In quickhull algo, there's need to build a cone upon set of edges.
An edge is thought as subsimplex with one vertex removed.
It is required, that adding a vertex to an edge will form a simplex, as if that vertex was just replaced.
For instance, when storing simplices as lists of vrtices, for triangle defined with vertexen {p0,p1,p2} edges are: {p1,p2},{p2,p0},{p0,p1} - in this index order.
Now, when adding new vertex p at the end of edge vertex list, new triangles are: {p1,p2,p},{p2,p0,p},{p0,p1,p} They have the same orientation as if original triangle was slanted.
For triangle, edge opposite to p1 has reversed order of remaining vertices.
For tetrahedron, it is for p0 and p2.
What is proper way of storing edges, or proper way to find out when to reverse vertices order?
Okay.
In general, storing vertex set is just not enough to represent a simplex, if its orientation matters. The same set can represent equivalent simplices with different sign of volume. A list can preserve orientation, but it's not trivial to derive it just from order. Thus, neither sets nor lists alone are not good solution (to represent both simplex and their edges).
It is probably best to use a list or tuple of vertices to represent a simplex; the question is how to decide the order of the vertices. (as I am not entirely certain of the exact requirements of an arbitrary-dimentional quickhull, I will speak generally below...)
If you are replacing each vertex v[i] in turn with a new point p, the simplest consistent thing to do is to substitute it for the point it replaces. Thus, for triangle {v0,v1,v2}, you will get new triangles {p,v1,v2}, {v0,p,v1}, and {v0,v1,p}.
If you want to reorder the vertices (e.g., so that p is at the end), then you should remember that swapping any two vertices will reverse the orientation of the simplex. So, to maintain the orientation, you must do an even number of swaps.
In the above example, swapping p with the final vertex will reverse the orientation, unless p is already the final vertex. You can fix this by swapping the first two vertices in that case. (note that this is a unique solution only for 3-vertex simplices -- it is not applicable for 2-simplices, and one of multiple solutions for N>3-simplices).

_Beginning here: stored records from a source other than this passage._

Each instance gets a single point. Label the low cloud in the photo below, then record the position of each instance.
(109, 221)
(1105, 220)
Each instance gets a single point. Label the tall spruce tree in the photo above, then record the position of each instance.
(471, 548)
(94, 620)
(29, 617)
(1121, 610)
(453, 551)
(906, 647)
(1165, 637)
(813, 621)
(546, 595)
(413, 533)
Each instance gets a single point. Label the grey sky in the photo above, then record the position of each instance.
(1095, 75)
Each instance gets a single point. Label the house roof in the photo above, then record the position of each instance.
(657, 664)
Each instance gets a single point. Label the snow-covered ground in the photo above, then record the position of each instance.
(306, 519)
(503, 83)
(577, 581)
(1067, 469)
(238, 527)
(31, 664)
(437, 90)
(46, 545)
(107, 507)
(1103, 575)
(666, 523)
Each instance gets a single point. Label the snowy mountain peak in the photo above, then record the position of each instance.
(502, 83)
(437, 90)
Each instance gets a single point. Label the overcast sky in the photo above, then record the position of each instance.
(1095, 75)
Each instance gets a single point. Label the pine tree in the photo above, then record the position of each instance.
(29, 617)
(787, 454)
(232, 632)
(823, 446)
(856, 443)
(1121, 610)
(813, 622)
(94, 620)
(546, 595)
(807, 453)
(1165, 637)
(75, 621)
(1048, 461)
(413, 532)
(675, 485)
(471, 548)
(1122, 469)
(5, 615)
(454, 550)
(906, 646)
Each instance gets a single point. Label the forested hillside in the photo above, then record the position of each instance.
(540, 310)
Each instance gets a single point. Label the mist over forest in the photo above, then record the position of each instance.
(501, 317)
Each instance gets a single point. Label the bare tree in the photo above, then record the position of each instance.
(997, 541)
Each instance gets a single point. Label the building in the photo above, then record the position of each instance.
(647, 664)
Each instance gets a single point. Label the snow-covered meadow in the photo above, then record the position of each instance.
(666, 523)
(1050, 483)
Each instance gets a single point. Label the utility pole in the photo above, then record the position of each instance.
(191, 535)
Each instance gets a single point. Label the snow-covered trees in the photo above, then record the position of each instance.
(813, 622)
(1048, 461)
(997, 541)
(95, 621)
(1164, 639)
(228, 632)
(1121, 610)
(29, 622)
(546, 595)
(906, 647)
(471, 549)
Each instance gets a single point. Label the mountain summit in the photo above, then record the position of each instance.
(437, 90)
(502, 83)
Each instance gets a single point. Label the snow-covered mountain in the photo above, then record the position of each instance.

You could also look at this as a matter of rotating the vertex list of the original 3-simplex. Unfortunately, this only works for odd-vertex simplices. For a vertex list of size N, rotation involves N-1 swaps, so for a simplex with an even number of vertices, a rotation will change the orientation.
And edge of a simplex does not have an orientation by itself.
Only N-simplex in N-dimentions has defined orientation.
It is determined by cross-product of N vectors pi-p0 (signed volume).
For lower dimentional simlices in higher dimentional space such cross-product cannot be built.
For this patricular task (building new simplices with edges of another) an edge can be represented by an (ordered) list of vertices and an index where to add new point to make it on the same side as was removed vertex.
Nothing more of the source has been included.